Die Arktis-Stationen des Ersten Internationalen Polarjahrs 1882/83 |
Land | Ort | Koordinaten | Leiter |
---|---|---|---|
Dänemark | Godthaab, Westgrönland | 64° 11′ N, 51° 44′ W | A. Paulsen |
Deutschland | Cumberland-Sund, Baffinland | 66° 36′ N, 67° 19′ W | W. Giese |
Deutschland | Moltke-Hafen, Südgeorgien | 54° 31′ S, 36° 4′ W | C. Schrader |
Finnland | Sodankylä, Nordfinnland | 67° 27′ N, 26° 34′ O | E. Biese |
Frankreich | Orange Bay, Feuerland | 55° 31′ S, 68° 5′ W | J. L. Courcelle-Seneuil |
Großbritannien | Fort Rae, Großer Sklavensee, Kanada | 62° 39′ N, 115° 44′ W | H. Ph. Dawson |
Niederlande | Karasee[1] | 71° 0′ N, 63° 0′ O | M. Snellen |
Norwegen | Bossekop, Nordnorwegen | 69° 57′ N, 23° 15′ O | A. Steen |
Österreich-Ungarn | Jan Mayen | 71° 0′ N, 8° 28′ W | E. von Wohlgemuth |
Russland | Sagastyr, Sibirien | 73° 22′ N, 124° 5′ O | N. Jürgens |
Russland | Malyje Karmakuly, Nowaja Semlja | 72° 23′ N, 52° 36′ O | K. P. Andrejew |
Schweden | Kap Thordsen, Spitzbergen | 78° 28′ N, 15° 42′ O | N. G. Ekholm |
USA | Point Barrow, Alaska | 71° 17′ N, 156° 40′ W | P. H. Ray |
USA | Fort Conger, Ellesmere-Insel | 81° 44′ N, 64° 45′ W | A. W. Greely |
Weitere Internationale Polarjahre
50 Jahre später (1932–1933) fand das 2. Polarjahr statt. Das Internationale Geophysikalische Jahr wurde vom IPY inspiriert und fand mit dem 3. Polarjahr (1957–1958) statt. Das 4. Polarjahr begann im März 2007 und dauerte bis März 2009.
Literatur
- G. A. Corby: The First International Polar Year (1882/83). In: WMO Bulletin 31, 1982, S. 197–214 (PDF-Datei, 10,71 MB, englisch)
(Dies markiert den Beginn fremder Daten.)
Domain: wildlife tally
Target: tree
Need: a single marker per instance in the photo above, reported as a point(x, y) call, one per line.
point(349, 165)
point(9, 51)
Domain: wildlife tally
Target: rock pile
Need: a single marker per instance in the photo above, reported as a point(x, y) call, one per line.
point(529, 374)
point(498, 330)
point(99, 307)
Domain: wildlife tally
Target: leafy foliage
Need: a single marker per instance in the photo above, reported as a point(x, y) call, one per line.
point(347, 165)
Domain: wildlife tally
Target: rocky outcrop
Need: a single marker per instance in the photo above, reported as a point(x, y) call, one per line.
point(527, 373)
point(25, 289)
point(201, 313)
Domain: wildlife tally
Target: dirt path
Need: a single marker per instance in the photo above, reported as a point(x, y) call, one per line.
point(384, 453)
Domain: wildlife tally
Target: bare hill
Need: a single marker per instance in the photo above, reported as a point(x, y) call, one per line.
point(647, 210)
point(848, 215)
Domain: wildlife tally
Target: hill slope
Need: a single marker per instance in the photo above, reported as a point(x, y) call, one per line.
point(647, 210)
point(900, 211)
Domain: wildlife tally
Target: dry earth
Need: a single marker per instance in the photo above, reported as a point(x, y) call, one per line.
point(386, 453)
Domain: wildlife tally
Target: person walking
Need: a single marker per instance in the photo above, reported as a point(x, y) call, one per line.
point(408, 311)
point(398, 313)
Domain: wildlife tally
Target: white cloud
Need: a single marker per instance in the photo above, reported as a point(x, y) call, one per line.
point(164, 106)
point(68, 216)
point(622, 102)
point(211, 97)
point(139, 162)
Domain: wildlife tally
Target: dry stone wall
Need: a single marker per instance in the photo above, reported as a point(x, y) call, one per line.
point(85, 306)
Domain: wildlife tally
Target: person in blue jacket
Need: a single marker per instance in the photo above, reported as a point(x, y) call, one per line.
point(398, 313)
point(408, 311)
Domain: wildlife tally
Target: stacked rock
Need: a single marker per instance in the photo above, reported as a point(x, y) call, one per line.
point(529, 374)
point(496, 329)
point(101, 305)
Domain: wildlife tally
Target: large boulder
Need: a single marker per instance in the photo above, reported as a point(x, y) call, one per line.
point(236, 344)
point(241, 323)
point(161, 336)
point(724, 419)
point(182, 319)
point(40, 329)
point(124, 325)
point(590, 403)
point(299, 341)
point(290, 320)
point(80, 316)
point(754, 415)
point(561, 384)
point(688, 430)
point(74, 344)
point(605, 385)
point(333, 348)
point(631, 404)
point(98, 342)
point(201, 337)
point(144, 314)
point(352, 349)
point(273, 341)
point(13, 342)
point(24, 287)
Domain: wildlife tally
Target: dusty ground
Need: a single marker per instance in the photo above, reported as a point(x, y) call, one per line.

- Reinhard A. Krause: Daten statt Sensationen. Der Weg zur internationalen Polarforschung aus einer deutschen Perspektive. In: Berichte zur Polar- und Meeresforschung (=Reports on Polar and Marine Research) 609, 2010 (online)
- Warnsignale aus den Polarregionen, Wissenschaftliche Fakten, Hrsg.: José L. Lozán, Hartmut Graßl, Hans-W. Hubberten, Peter Hupfer, Ludwig Karbe, Dieter Piepenburg; Wissenschaftliche Auswertungen Hamburg, 2006, ISBN 3-9809668-1-X.